A Helm chart is available at this location to automate the deployment of cert-manager in OpenShift.

Istio Ingress-Gateway and mTLS

OpenShift Service Mesh (whose corresponding upstream project is Istio) includes its own reverse proxy called Ingress-Gateway, implemented by Envoy.

Mutual TLS authentication (mTLS) involves client and server authentication with each other as opposed to only the client authenticating the server. Because the server can authenticate the client, it is possible to also perform some level of authorization on the identity presented by the client.
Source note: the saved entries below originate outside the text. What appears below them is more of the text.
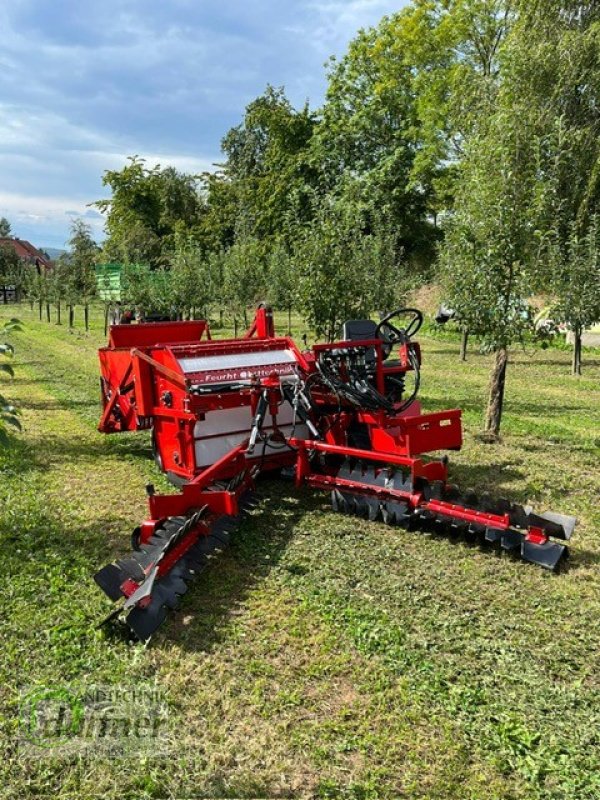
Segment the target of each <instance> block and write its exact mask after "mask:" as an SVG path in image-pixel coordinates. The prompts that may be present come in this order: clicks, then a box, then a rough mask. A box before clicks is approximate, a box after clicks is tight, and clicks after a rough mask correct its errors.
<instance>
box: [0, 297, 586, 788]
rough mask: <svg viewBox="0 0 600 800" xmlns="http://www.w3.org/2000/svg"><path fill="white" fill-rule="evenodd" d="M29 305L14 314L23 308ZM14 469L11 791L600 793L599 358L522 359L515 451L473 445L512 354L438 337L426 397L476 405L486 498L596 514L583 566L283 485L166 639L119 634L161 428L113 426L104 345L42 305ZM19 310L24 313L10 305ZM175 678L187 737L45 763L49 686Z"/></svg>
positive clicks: (552, 354)
mask: <svg viewBox="0 0 600 800" xmlns="http://www.w3.org/2000/svg"><path fill="white" fill-rule="evenodd" d="M8 311H9V312H13V313H14V309H11V308H9V309H8ZM18 315H19V316H20V317H21V318H22V319H23V321H24V322H25V325H26V327H25V330H24V332H23V333H22V334H19V335H18V336H15V337H14V343H15V345H16V346H17V359H16V363H15V367H16V377H15V379H14V381H12V382H10V383H9V384H6V385H3V386H2V389H3V392H4V393H5V394H7V395H8V396H10V397H11V398H13V399H14V401H15V402H16V403H18V404H19V406H20V407H21V409H22V412H23V424H24V431H23V434H22V435H20V436H19V437H18V438H17V439H16V441H15V445H14V447H13V448H12V449H11V450H10V451H9V452H4V453H2V454H1V455H0V468H1V480H0V503H1V508H0V514H1V518H0V537H1V538H0V541H1V547H2V556H1V558H0V598H1V604H0V613H1V615H2V623H1V627H0V637H1V641H0V647H1V657H0V703H1V729H0V731H1V736H2V741H3V746H4V750H5V754H4V758H3V760H2V763H1V766H0V787H2V788H1V789H0V796H2V797H6V798H9V797H10V798H38V797H40V798H46V797H56V798H61V800H62V799H63V798H64V799H65V800H66V798H69V799H71V798H73V800H75V798H77V800H85V799H86V798H107V800H112V799H113V798H114V800H129V798H131V800H133V798H135V799H136V800H140V799H142V798H177V797H180V798H183V797H186V798H189V797H194V798H200V797H215V798H216V797H243V798H248V797H324V798H334V797H343V798H397V797H422V798H460V799H461V800H463V799H464V798H498V799H499V798H557V799H558V798H598V797H600V692H599V675H600V657H599V652H600V627H599V620H600V593H599V588H600V569H599V561H600V512H599V510H598V509H599V505H600V462H599V455H600V424H599V423H600V354H598V353H596V354H595V355H594V353H592V352H590V353H586V358H585V363H584V371H585V373H584V377H583V378H581V379H573V378H571V377H570V376H569V374H568V362H569V354H568V353H566V352H562V351H559V350H547V351H539V350H532V351H521V350H517V351H515V352H514V353H513V355H512V358H511V364H510V367H509V377H508V396H507V403H506V412H505V427H504V439H503V442H502V444H500V445H497V446H489V445H484V444H481V443H480V442H479V441H478V440H477V439H476V438H475V436H474V434H476V433H477V431H478V426H479V421H480V419H481V414H482V403H483V399H484V394H485V385H486V380H487V371H488V368H489V358H488V357H485V356H481V355H478V354H476V353H471V354H470V355H469V360H468V362H467V363H466V364H461V363H460V362H459V361H458V358H457V345H456V343H455V342H452V341H449V340H438V339H427V338H424V339H422V345H423V352H424V359H425V364H424V376H423V381H424V388H423V391H422V400H423V404H424V406H425V408H428V409H432V410H433V409H438V408H444V407H453V406H460V407H462V408H463V409H464V412H465V413H464V422H465V428H466V444H465V447H464V449H463V451H462V452H461V453H457V454H452V463H453V465H454V466H453V470H452V475H453V479H454V480H455V481H456V482H457V483H460V484H461V485H462V486H464V487H465V488H466V487H467V486H472V487H474V488H475V489H480V490H487V491H490V492H492V493H496V494H499V495H504V496H505V495H509V496H511V497H513V498H514V499H515V500H517V501H521V502H524V501H531V502H532V503H533V504H534V505H536V506H537V507H539V508H541V509H542V510H544V509H546V508H554V509H555V510H561V511H564V512H566V513H572V514H575V515H576V516H578V517H579V520H580V524H579V527H578V529H577V530H576V535H575V538H574V540H573V548H572V558H571V561H570V567H569V569H568V570H567V571H565V572H563V573H562V574H560V575H558V576H556V575H552V574H547V573H545V572H543V571H542V570H540V569H537V568H536V567H533V566H531V565H526V564H523V563H520V562H515V561H512V560H510V559H508V558H498V557H496V556H494V555H492V554H490V553H483V552H480V551H479V550H477V549H472V548H469V547H467V546H465V545H462V544H452V543H450V542H448V541H445V540H442V539H436V538H432V537H429V536H426V535H423V534H415V533H409V532H406V531H402V530H398V529H389V528H387V527H385V526H384V525H382V524H373V523H368V522H366V521H358V520H356V519H354V518H345V517H340V516H336V515H334V514H333V513H331V512H330V510H329V507H328V501H327V498H325V497H324V496H317V495H312V494H309V493H308V492H306V493H300V494H297V493H296V492H295V491H294V490H293V488H292V487H291V486H290V485H288V484H280V483H263V484H261V486H260V494H261V497H262V503H261V506H260V507H259V508H258V509H257V510H256V511H255V512H253V514H252V515H251V516H250V517H249V518H248V519H247V520H246V521H245V522H244V523H243V525H242V526H241V527H240V529H239V530H238V531H237V532H236V533H235V534H234V539H233V543H232V546H231V547H230V548H229V550H228V551H227V552H226V553H224V554H223V555H222V556H221V557H219V558H218V559H216V560H215V562H214V563H213V564H212V565H211V567H210V568H209V569H208V570H207V571H205V572H204V573H203V574H202V576H201V577H200V578H199V580H198V581H197V582H196V584H195V585H194V587H193V589H192V590H191V591H190V592H189V593H188V594H187V595H186V597H185V598H184V602H183V604H182V609H181V610H180V611H179V612H177V613H176V614H175V615H173V616H172V617H171V618H170V620H169V621H168V622H167V623H166V624H165V625H164V626H163V628H161V630H160V632H159V633H158V634H157V635H156V637H155V638H154V640H153V642H152V643H151V645H150V646H149V647H147V648H144V647H142V646H141V645H138V644H130V643H128V642H127V641H126V640H125V639H123V638H119V637H116V636H107V635H106V634H105V633H104V632H103V631H99V630H96V628H95V623H96V621H97V620H98V619H100V618H101V617H102V616H103V615H104V614H106V613H107V612H108V611H109V609H110V604H109V603H108V601H107V600H106V599H105V598H104V596H103V595H102V594H101V593H100V592H99V590H97V589H96V587H95V584H94V583H93V581H92V580H91V576H92V574H93V572H94V571H95V570H96V569H97V568H98V567H100V566H102V565H103V564H105V563H107V561H109V560H110V559H111V558H113V557H115V556H117V555H120V554H123V553H124V552H126V551H127V550H128V546H129V545H128V533H129V531H130V530H131V528H133V526H134V525H136V524H137V523H138V522H139V520H140V519H141V518H142V517H143V515H144V511H145V502H144V485H145V484H146V483H147V482H149V481H152V482H154V483H155V484H157V485H158V486H161V487H164V484H163V483H162V482H161V479H160V478H159V477H158V476H157V473H156V470H155V467H154V464H153V462H152V460H151V459H150V457H149V447H148V439H147V437H146V436H144V435H134V436H123V437H114V438H110V437H104V436H102V435H101V434H99V433H97V432H96V429H95V425H96V422H97V418H98V372H97V366H96V352H95V351H96V348H97V346H98V345H99V344H100V343H101V341H102V340H103V336H102V332H101V330H100V326H101V321H100V319H99V318H96V317H94V319H93V330H92V332H91V333H90V334H89V335H84V334H82V333H81V332H80V331H78V332H75V333H71V332H69V331H68V329H67V328H66V327H65V326H61V327H58V326H56V325H55V324H50V325H48V324H46V323H39V322H37V321H36V318H35V315H32V314H31V313H30V311H29V309H28V307H26V306H23V307H21V309H20V310H19V311H18ZM5 316H7V314H5ZM93 684H97V685H119V686H132V685H142V686H146V687H152V686H157V687H159V688H160V689H161V691H162V693H163V694H164V696H165V697H166V699H167V702H168V708H169V741H168V748H167V749H166V750H164V749H163V750H162V751H161V752H158V753H153V752H150V753H146V754H143V755H133V756H127V755H124V754H120V753H116V754H103V753H102V752H100V751H94V750H92V751H91V752H84V753H79V754H78V753H75V754H68V753H67V754H63V753H55V752H53V751H51V750H50V751H48V752H46V753H41V754H37V755H36V756H35V757H33V756H32V753H31V751H30V750H28V749H27V748H26V747H24V746H23V745H22V744H21V734H20V731H19V697H20V692H21V691H22V690H23V689H24V688H25V687H29V686H32V685H35V686H37V685H39V686H46V687H63V686H69V685H70V686H74V687H80V686H89V685H93Z"/></svg>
Mutual TLS is generally considered difficult to implement because it adds the onus of distributing certificates to the client, a challenge that is even more complex than distributing certificates to the server, since the clients may not all be known in advance.

Citadel is the component in Istio that manages certificates. Istio certificates are based on the SPIFFE specification, and are more suitable to model workload identities against. Identities in SPIFFE are referenced with an URI in the SAN field (the SPIFFIE identity URI looks like this: spiffe://trust-domain/path).

Citadel manages its own PKI and can be initialized with a RootCA or with an externally supplied one. We recommend using a RootCA.

With the Ingress-gateway and citadel, the following architecture can be built:

Within Istio, the ingress-gateway always operates in re-encrypt mode.  A company-signed certificate must be supplied to the Ingress-Gateway. We can use cert-manager to accomplish this because the Ingress Gateway consumes certificates from secrets.

Internal connections in the mesh can be configured to use mTLS. Certificates to support mTLS connections are automatically generated by Citadel and injected into the application pods. mTLS was not one of our initial requirements, but it is an optional feature and benefit since it allows us to create RBAC rules to specify which client can connect to our services.

Consideration on Ingresses

Ingress resources are Kubernetes-native resources that play the same role as OpenShift routes. In fact, if you create an Ingress resource in OpenShift, the router will recognize this object and configure HAproxy to make use of it.

So, in order to use Kubernetes-only resources, it would be nice to be able to recreate the configurations discussed above (the first two, in particular) with Ingress resources instead of routes.

This is not possible using the standard Ingress resources since, at the moment, Ingresses only support plain text and edge termination. Unfortunately, the development of the Ingress specification seem to have stalled in the last year.

Most Ingress controllers support implementation-specific extensions that allow for the configuration of re-encrypt and pass-through ingresses.  

So, using implementation-specific extensions, it is certainly possible to implement the architecture discussed above.

Support for Java applications

Certificates are typically provided in Privacy-Enhanced Email (PEM) format and each of the controllers discussed above create certificates in this format.

Java applications expect to serve and validate certificates using keystores and truststores respectively, which store certificates in a different format.

See here for an approach to automatically convert PEM-formatted certificates to key- and trust- stores to make them available to Java applications.

Conclusion

This article provides several options to configure end-to-end encryption for your applications in a self-serviced way. This list of options is not exhaustive, instead it’s more intended to help jumpstart the conversation and help you find the ideal configuration for your requirements within your technology landscape.